凪はその顔で「ビビるな」なんて無理がある、と思い、思わず小さく吹き出してしまった。
すると、次の瞬間——
コツン、と軽く後頭部を叩かれた。
「お前、他人事みたいに笑ってんじゃねぇぞ。……で?何で釣られたんだよ。お前が何かに釣られねぇと行かねぇのは、もうわかってんだよ、俺は」
「別に……釣られたわけじゃない……」
凪は咄嗟に口をついた。伊藤だけはその“釣られた理由”を知っているが、彼はあえてそこに触れようとはしなかった。
「宗介はさ~、あれだろ? 凪の兄貴的な存在だから、可愛い弟の成長が寂しいんだろ?そりゃ、恋愛経験ゼロのピュアピュアな弟が、いきなり合コンデビューなんてしたら不安にもなるよな~」
「恋愛経験ないって、勝手に決めつけないでよ!」
凪は即座に反論したが、自分にその否定を裏づけるような経験がないことにすぐ気づき、目を逸らす。さらに伊藤は続けた。
「だってさ、この純粋な目を見てみろよ。女に免疫のない、無垢な目だよ。女を知って目が濁ったお前とは違うわ」
「おい、それも決めつけだろ。……てか話逸らすなって。なあ、凪。正直に話せって。じゃないとまたこいつに調子乗られるぞ?」
凪が横目で伊藤を見ると、彼は口元をにやつかせて、楽しそうに見ていた。宗介はそれをチラチラと確認しながら凪にしか聞こえない声で言う。

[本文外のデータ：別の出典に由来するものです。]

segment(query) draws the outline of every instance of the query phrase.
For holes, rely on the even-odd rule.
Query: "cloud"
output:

「凪、嫌なことは嫌って、はっきり言え。いつも俺、言ってるだろ?」
「言ったよ。……言ったけど……」
「けど、なんかに釣られたんだろ?」
そんな場の空気の中で、「パンケーキが食べたかったから」なんて言えるはずがない。
しかも、あの時——馨と別れた直後に、合コンには参加せず、すぐに帰ったのだ。
凪の脳裏に、あの日の帰り道、馨の最後の言葉が蘇る。
『凪、本当に俺と一生会いたくないと思うなら、来なくてもいい。……でも、最後に、チャンスちょうだい』
そう言って、馨は複雑な表情を浮かべながら、凪の上着のポケットに何かをそっと入れた。その仕草は、凪が転校する直前、馨が封筒を渡してきた時とよく似ていた。
そして凪は、あの時も、今回も。封筒の中身を、まだ見れていなかった。